Why was I clinging to these "should-do" activities?  I don't know -- maybe they were like that lacy top I bought one year when I thought I should wear more Parisian chic; I wanted to change Me.  I had a fantastic visit from a very old friend a few weeks back.  She's a sort of free, bohemian hippie type who goes where her dreams take her and the universe always appears to have a path for her at just the right time.  (She also has a composting toilet.  Rad.)  Sometimes I'm envious of her.  However, over a fantastic dinner and a few beers (at Six Acres, one of my favourite restaurants) it came out that she was sometimes envious of people like me, all settled-down and kidded-up.  And we realized, seemingly simultaneously, that "we can't do everything."  She loved her life and I loved mine, but that didn't stop us from looking at the other and wondering, "what if?"  What if that were me?  What if I were the free, bohemian spirit?  Or what if I were that woman in the souped up BMW that drove by?  Or what if I were that artist on the street?  What if I were that shop owner?  What if I were that movie-star?  What if I lived there?  What if I did that?

It's impossible (and probably unhealthy) to not ask myself these questions sometimes.  But to add things to my to-do list just because I felt I had to try and be all the "Me's" I could imagine was just not serving me.  The days are short with a baby!

I went through this same kind of existentialist dilemma over a decade ago in high school, or maybe it was even middle school (okay, almost TWO decades ago.  Sheesh!).  I was frequently feeling paralyzed by decision making (you know, the paralyzing grade-school decisions of where to sit at lunch and which boy to dance with at the school dance...), when I finally told myself that every time I made a decision, there was another Me out there somewhere in a parallel universe who decided the opposite.  So, I should never regret deciding what I did because I was always somewhere out there doing the other thing as well.  The best of both worlds.  

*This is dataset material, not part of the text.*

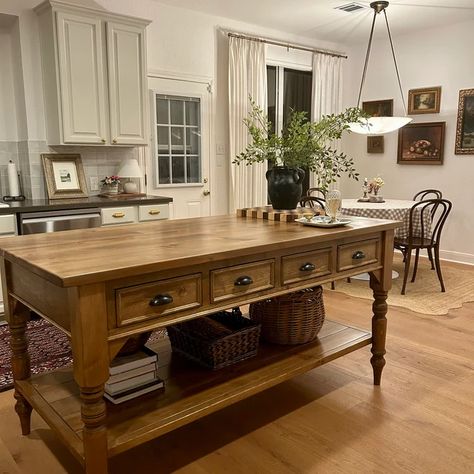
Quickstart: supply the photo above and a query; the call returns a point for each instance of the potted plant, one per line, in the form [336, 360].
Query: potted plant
[303, 145]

So, today I'm reminding myself that somewhere out there, I'm sailing around the world with nothing but a backpack, I'm baking homemade bread everyday, and I'm wearing that Parisian chic top.  No need to add more hobbies to my already-packed life, because somewhere out there, I'm already doing all the hobbies I could ever dream of. :)

Now, to go do what this Amanda likes to do: eat Peanut butter toast and do some writing!